What does the Paul Perkins pick mean for the Giants' other RBs?

Just based on the numbers, running back was not a position at which the New York Giants needed to add a player in this year's draft. They rotated four running backs last year. All four are still on the roster. And they recently signed former Bucs running back Bobby Rainey.

But the Giants went ahead anyway and picked Paul Perkins in the fifth round. And if you follow the Giants, you know the draft picks make the team. They're obviously not likely to keep six running backs (or even five), so it's fair to wonder whose spot Perkins ends up taking.

Here's a look at the six running backs on the Giants' roster right now, starting with the newest guy, and the manner in which the Perkins selection affects them.

Perkins: The Giants were saying Saturday that Perkins is a "three-down back," and extolling his willingness and ability in pass protection. This establishes him as a threat to everyone, because while the Giants did go committee at the position last year, they would prefer to have one back who could handle all of the roles week to week. One reason the Giants really like Perkins is that he has a lightning-quick initial cut that should play well in Ben McAdoo's offense and sets him apart to a certain extent from anyone else in the room.

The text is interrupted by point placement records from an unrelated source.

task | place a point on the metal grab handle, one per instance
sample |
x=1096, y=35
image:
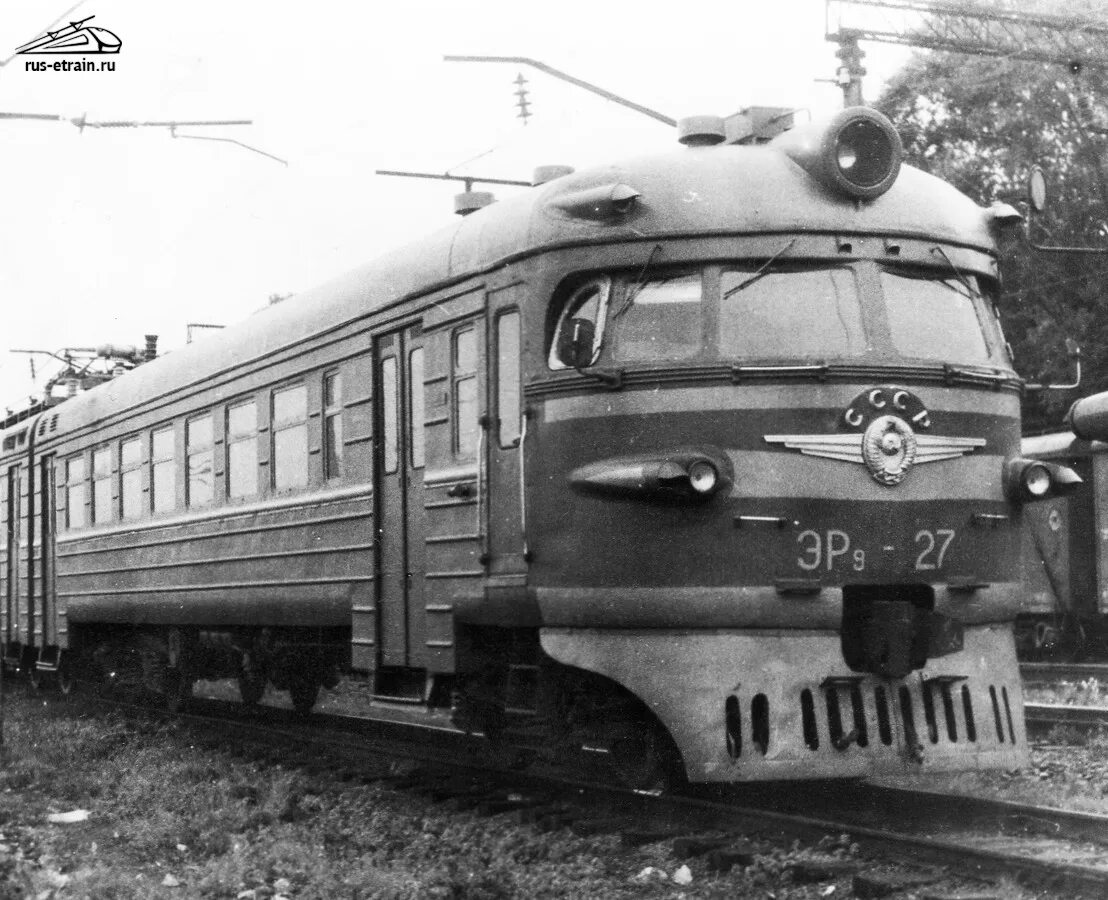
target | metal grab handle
x=523, y=484
x=482, y=532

Rashad Jennings: I still expect Jennings to open camp and the season as the nominal "starter," and to be first in line for early-down work as long as he's healthy. But Jennings didn't play well last year until December, and his health history is a major reason the Giants went with the committee last year instead of handing him the job and leaning on him as a 20-plus carry guy all year. Jennings is making only $2.25 million this year and $2.6 million next year, so there's no financial reason to replace him. But at 31 years old, he's not long for the role, and if he gets hurt again, he could conceivably end up in the Wally Pipp role if the rookie comes quickly.

Shane Vereen: His full $1.25 million salary for this year is guaranteed, and so is $500,000 of his 2017 salary. Vereen is also the one Giants running back whose role last year was never in question and was unaffected by the committee madness. Could someone like Perkins eventually be a big enough part of the offense that he makes Vereen expendable? Sure, but that's a best-case scenario for a fifth-round pick. And even if it happened, it wouldn't be this year. Vereen is not affected by this situation.

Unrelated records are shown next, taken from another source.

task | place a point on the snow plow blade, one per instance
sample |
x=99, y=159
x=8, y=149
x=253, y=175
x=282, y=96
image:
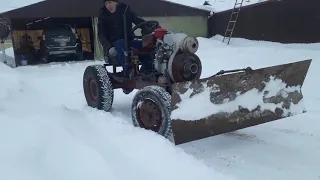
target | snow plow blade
x=225, y=103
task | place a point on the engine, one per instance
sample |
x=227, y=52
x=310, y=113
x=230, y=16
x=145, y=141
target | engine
x=175, y=54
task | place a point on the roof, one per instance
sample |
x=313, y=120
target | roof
x=86, y=8
x=14, y=4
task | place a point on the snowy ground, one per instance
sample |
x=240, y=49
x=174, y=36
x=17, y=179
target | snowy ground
x=48, y=132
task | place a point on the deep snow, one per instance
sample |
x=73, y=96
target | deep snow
x=48, y=132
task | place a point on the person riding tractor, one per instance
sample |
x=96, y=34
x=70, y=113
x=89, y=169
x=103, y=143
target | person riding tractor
x=111, y=32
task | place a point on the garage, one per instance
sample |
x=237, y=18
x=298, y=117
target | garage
x=46, y=40
x=45, y=31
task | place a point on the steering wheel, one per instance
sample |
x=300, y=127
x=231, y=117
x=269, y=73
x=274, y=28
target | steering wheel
x=147, y=27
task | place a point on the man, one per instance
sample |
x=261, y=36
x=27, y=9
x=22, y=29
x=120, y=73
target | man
x=111, y=30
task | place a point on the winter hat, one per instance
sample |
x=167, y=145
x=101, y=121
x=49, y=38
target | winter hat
x=110, y=0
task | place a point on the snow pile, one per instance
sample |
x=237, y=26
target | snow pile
x=216, y=5
x=9, y=81
x=15, y=4
x=250, y=100
x=48, y=132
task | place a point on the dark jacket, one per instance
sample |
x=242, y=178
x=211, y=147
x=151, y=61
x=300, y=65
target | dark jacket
x=111, y=25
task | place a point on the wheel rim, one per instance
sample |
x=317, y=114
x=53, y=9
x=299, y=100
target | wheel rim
x=93, y=90
x=149, y=115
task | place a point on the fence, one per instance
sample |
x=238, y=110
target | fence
x=285, y=21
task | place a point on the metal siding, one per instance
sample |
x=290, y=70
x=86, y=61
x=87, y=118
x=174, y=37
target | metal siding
x=190, y=25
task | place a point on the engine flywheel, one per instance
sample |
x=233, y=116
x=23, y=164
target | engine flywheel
x=185, y=67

Andre Williams: The 2014 fourth-rounder didn't advance the way the Giants hoped he would in his second season and could be in a fight for playing time or even a roster spot if he doesn't show much in camp. One thing he has going for him is that it would be extremely unusual for the Giants to give up on a healthy draft pick after only two years.

Orleans Darkwa: Not looking good for a young man who showed promise in limited work last year. Darkwa's already missing workouts with a leg injury and is squarely on the roster bubble with a rookie running back in the mix.

Rainey: A candidate for a spring or summer release. While he can help on special teams, so do all of these other guys. And with the Giants having drafted a back, you could easily see Rainey asking for (and getting) a chance to find a clearer path to playing time somewhere else.